The story, too, is out of a comic book—a tale of two handsome young fighter pilots, McCawley and his best friend since childhood, Danny Walker (Josh Hartnett), who find themselves rivals for the hand (and other parts) of pretty Navy nurse Evelyn Johnson (Kate Beckinsale). The rich, sentimental palette with which this romance is sketched in almost overwhelms the world-historical events going on in the background. Readers may remember that I made a similar complaint about Enemy at the Gates a couple of months ago. In a classic war-time romance like Casablanca the tendency of the romance is to complement the war-story by providing the occasion for more sacrifice and renunciation. In Enemy at the Gates, by contrast, the love story was a distraction having little or nothing to do with the world-shaking events going on around it.

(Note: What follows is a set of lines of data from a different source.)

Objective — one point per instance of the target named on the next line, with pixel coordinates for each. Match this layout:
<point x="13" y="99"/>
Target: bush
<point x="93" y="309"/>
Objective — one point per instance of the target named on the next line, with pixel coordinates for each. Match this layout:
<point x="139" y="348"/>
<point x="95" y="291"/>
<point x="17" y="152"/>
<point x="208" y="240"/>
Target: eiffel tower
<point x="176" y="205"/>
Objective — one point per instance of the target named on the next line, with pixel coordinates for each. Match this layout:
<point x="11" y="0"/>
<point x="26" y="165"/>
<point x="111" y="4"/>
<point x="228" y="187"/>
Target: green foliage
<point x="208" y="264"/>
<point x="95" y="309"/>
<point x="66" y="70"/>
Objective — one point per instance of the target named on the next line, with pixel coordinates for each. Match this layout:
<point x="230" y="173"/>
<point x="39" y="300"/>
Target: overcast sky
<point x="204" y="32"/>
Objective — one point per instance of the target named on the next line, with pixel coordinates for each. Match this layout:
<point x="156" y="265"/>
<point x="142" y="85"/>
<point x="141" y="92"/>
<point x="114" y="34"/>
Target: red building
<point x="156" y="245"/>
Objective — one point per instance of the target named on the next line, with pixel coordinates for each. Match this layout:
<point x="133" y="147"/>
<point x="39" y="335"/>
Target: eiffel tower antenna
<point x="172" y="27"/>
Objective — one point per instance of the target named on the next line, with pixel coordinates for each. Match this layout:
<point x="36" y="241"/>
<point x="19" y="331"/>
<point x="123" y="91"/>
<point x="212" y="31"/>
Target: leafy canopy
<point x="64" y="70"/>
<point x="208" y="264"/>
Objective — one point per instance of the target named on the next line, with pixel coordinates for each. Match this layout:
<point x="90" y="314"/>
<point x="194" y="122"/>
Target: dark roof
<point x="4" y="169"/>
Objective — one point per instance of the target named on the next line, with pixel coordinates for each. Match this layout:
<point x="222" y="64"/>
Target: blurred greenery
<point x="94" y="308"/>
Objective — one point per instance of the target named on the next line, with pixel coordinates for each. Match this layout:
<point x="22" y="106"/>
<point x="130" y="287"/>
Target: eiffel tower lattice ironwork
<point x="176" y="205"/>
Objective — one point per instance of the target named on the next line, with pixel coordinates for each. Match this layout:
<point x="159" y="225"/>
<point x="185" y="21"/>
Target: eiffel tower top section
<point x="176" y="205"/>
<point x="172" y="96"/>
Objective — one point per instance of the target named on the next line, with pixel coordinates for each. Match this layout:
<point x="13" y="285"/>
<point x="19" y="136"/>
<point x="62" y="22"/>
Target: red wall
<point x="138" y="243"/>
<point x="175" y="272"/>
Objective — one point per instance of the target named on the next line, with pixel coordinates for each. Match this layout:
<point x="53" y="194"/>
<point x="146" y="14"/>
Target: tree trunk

In Pearl Harbor, this problem is actually worse, as the romance cannot but be seen as more important than the war, since the film abandons the latter some time in 1942, after the right guy gets the gal, with a facile voiceover by the nurse about how “the times tried our souls, and through the trials, we overcame.” Who is this “we” ? She and her flyboy lover(s)? This is what it sounds like, so much more prominently featured are they than anyone else, or any other combination of people, in the picture. There is little or no sense of a national “we” by this point, which would seem to be a fatal handicap in a movie meant to be taking the patriotic point of view. But then none of this will matter to most of the audience, which may expect a little rudimentary drama but mainly comes out these days for impressive visual display. That, at least, they will get in plenty.